Title: The minimax risk in testing uniformity under missing ball alternatives
Abstract: We study the problem of "uniformity testing," i.e., testing the goodness of fit of categorical data to the uniform distribution over the categories. As a class of alternative hypotheses, we consider the removal of an $\ell_p$ ball of radius $\epsilon$ around the uniform rate sequence for $p \leq 2$. When the number of samples $n$ and number of categories $N$ go to infinity while $\epsilon$ is small, we show that the minimax risk $R_\epsilon^*$ in testing based on the sample's histogram (number of absent categories, singletons, collisions, ...) asymptotes to
$2\Phi(-n N^{2-2/p} \epsilon^2/\sqrt{8N})$; $\Phi(x)$ is the normal CDF. As it turns out, the minimax test relies on collisions in the very small sample limit but otherwise behaves like the chisquared test.

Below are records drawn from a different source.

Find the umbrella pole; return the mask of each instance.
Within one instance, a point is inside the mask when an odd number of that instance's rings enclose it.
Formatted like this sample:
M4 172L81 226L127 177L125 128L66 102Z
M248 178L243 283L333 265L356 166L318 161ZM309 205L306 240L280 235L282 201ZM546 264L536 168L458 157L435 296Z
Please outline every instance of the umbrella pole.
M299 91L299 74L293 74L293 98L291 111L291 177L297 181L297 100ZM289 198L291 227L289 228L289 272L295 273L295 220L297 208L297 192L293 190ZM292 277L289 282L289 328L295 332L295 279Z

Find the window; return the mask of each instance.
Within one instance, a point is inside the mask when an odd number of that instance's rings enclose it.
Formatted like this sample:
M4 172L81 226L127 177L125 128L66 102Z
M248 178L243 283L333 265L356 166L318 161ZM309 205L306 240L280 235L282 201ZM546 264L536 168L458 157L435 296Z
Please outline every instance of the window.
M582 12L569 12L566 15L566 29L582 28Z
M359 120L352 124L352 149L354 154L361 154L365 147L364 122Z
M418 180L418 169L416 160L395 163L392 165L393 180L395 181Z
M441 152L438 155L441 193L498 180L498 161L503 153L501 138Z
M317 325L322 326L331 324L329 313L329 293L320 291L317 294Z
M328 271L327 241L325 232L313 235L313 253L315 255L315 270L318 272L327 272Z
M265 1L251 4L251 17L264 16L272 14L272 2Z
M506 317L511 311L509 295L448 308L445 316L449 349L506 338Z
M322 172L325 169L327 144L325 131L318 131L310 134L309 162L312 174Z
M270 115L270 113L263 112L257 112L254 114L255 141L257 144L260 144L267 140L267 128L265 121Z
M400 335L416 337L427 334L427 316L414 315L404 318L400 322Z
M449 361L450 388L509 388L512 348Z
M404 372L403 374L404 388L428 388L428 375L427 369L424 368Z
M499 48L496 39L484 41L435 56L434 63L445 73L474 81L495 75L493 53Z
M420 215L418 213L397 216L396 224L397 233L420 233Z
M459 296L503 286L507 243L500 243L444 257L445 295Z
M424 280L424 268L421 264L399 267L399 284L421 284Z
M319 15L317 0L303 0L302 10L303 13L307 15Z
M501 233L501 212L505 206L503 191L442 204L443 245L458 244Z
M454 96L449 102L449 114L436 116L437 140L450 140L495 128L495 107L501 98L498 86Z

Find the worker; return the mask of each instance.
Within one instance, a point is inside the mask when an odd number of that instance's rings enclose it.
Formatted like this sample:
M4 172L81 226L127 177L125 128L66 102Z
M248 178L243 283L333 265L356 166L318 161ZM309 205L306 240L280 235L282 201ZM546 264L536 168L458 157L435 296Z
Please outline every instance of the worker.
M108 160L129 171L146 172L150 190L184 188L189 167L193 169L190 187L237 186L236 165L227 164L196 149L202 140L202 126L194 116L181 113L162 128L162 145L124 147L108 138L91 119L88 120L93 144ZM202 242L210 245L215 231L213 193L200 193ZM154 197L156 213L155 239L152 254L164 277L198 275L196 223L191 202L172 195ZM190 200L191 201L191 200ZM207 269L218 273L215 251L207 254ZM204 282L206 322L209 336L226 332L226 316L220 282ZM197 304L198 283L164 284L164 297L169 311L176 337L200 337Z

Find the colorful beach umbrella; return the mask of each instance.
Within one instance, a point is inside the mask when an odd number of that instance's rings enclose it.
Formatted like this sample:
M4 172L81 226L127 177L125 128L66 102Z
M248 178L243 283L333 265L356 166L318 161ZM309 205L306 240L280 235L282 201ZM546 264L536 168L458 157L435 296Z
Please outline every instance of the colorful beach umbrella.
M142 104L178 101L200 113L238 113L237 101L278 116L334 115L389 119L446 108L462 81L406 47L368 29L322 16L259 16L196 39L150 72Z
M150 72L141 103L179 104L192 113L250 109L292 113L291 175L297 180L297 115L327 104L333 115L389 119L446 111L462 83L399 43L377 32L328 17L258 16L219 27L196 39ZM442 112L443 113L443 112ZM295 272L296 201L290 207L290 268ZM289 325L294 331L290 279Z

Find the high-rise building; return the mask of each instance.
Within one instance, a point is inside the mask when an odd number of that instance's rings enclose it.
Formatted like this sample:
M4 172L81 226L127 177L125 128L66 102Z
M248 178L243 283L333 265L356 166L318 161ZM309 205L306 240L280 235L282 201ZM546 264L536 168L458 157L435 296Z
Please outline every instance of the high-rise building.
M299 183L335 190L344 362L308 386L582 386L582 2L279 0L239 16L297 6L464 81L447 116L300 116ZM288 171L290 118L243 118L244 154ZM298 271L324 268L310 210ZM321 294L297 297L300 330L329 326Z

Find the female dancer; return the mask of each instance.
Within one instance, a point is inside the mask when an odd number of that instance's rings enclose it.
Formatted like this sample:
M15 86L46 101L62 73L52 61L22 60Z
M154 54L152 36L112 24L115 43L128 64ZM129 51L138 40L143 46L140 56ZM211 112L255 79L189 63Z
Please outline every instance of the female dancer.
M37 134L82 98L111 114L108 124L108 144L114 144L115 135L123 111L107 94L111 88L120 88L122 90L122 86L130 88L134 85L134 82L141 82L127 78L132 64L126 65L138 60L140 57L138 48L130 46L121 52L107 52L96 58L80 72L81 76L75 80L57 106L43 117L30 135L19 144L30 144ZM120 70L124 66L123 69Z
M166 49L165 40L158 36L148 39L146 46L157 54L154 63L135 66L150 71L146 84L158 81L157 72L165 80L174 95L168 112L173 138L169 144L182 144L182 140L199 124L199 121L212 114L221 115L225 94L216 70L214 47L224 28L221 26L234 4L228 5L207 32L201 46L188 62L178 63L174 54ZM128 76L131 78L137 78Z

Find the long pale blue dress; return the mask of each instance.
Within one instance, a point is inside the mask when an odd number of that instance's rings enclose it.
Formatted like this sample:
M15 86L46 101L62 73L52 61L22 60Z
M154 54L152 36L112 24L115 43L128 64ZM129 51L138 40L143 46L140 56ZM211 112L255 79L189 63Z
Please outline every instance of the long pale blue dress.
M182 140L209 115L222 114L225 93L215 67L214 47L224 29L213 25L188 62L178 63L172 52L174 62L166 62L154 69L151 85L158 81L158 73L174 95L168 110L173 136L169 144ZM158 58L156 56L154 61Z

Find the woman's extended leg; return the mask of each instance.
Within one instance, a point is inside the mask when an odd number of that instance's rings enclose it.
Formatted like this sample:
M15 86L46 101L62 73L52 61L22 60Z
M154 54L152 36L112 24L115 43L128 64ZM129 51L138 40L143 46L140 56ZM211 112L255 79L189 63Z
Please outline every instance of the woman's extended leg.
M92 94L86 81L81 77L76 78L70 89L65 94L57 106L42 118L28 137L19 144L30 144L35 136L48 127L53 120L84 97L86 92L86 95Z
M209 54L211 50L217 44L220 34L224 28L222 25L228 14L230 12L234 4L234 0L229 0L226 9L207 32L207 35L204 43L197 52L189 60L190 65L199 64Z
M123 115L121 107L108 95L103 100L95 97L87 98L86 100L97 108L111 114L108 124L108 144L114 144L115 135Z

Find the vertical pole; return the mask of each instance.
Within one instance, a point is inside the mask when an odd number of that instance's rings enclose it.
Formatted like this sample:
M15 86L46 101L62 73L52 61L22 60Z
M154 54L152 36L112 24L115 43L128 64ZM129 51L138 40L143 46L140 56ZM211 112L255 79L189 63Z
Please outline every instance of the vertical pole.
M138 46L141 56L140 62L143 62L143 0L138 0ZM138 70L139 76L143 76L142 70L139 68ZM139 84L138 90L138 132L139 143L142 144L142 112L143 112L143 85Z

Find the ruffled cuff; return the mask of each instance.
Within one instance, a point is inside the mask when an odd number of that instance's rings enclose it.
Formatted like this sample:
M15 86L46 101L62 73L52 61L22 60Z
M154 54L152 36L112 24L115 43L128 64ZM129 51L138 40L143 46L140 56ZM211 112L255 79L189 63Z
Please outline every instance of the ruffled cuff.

Empirical studies over a range of problem parameters show that our estimate is accurate in finite samples and that the minimax test is significantly better than the chisquared test or a test that only uses collisions.
Our result settles several known challenges in uniformity and "identity" testing from the last two decades. In particular, it allows the comparison of the many estimators previously proposed for this problem at the constant level rather than at the rate of convergence of the risk or the scaling order of the sample complexity.
Our analysis introduces several new methods by adapting techniques previously used by Ingster and Suslina for Gaussian signal detection.